Por qué la noche es el peor momento
Baker apuntó a una explicación que los pacientes repiten casi textuales: durante el día, el movimiento va lubricando la articulación; al bajar la actividad, esa lubricación disminuye y queda más expuesto el dolor acumulado. La posición sostenida y la presión sobre una zona ya comprometida hacen el resto, tanto en una rodilla como en ambas.
“El dolor merece una evaluación cuando persiste, corta el sueño o dificulta las actividades habituales.”Wesley Baker, especialista en medicina deportiva y atención primaria
- Lesiones, sobrecarga y pequeños traumatismos por impacto, como correr sobre pavimento.
- Inflamación de la articulación, que puede responder mejor al frío y a antiinflamatorios bajo indicación médica.
- Artritis y otras causas crónicas, donde el calor y la postura al dormir suelen aliviar más.
- Revisar los medicamentos que ya se toman antes de sumar un analgésico, sobre todo si hay anticoagulantes de por medio.
- Actividades de bajo impacto, como natación o ciclismo, para ejercitarse sin recargar la articulación.
- Consultar cuando el síntoma afecta el descanso o la rutina, sin esperar a que se vuelva insoportable.
Vuelvo a esa cocina a oscuras, al tipo que se sienta en el borde de la cama y se frota la rodilla antes de apagarse la luz.
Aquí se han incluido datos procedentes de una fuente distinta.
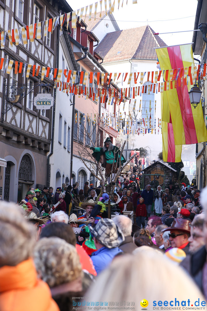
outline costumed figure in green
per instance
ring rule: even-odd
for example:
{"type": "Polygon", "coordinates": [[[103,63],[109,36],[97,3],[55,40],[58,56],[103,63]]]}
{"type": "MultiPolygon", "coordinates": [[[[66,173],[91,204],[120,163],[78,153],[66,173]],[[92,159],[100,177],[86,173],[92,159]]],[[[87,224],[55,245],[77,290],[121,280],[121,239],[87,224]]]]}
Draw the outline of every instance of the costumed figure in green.
{"type": "MultiPolygon", "coordinates": [[[[92,153],[93,156],[97,162],[101,162],[102,164],[102,166],[105,168],[106,178],[109,184],[110,182],[110,175],[112,169],[112,184],[115,184],[114,183],[115,181],[114,180],[114,179],[119,166],[120,151],[119,148],[114,146],[110,138],[108,137],[104,142],[103,147],[98,148],[91,147],[90,149],[93,151],[92,153]]],[[[124,162],[126,162],[126,160],[122,155],[121,158],[122,165],[124,162]]]]}

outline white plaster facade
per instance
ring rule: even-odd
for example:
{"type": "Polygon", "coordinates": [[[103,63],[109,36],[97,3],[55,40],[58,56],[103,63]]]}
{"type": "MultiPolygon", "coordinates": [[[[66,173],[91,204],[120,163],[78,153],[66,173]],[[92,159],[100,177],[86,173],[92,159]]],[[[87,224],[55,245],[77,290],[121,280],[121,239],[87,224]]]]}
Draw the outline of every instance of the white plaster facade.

La recomendación del especialista suena, en ese contexto, menos a protocolo médico y más a una conversación pendiente con uno mismo: si el cuerpo avisa cada noche, no alcanza con girar la almohada; hay que llamar al consultorio. Baker lo dijo con una frase que conviene repetir: las medidas de alivio sirven para ganar tiempo, pero elegir un tratamiento exige saber qué lo está causando.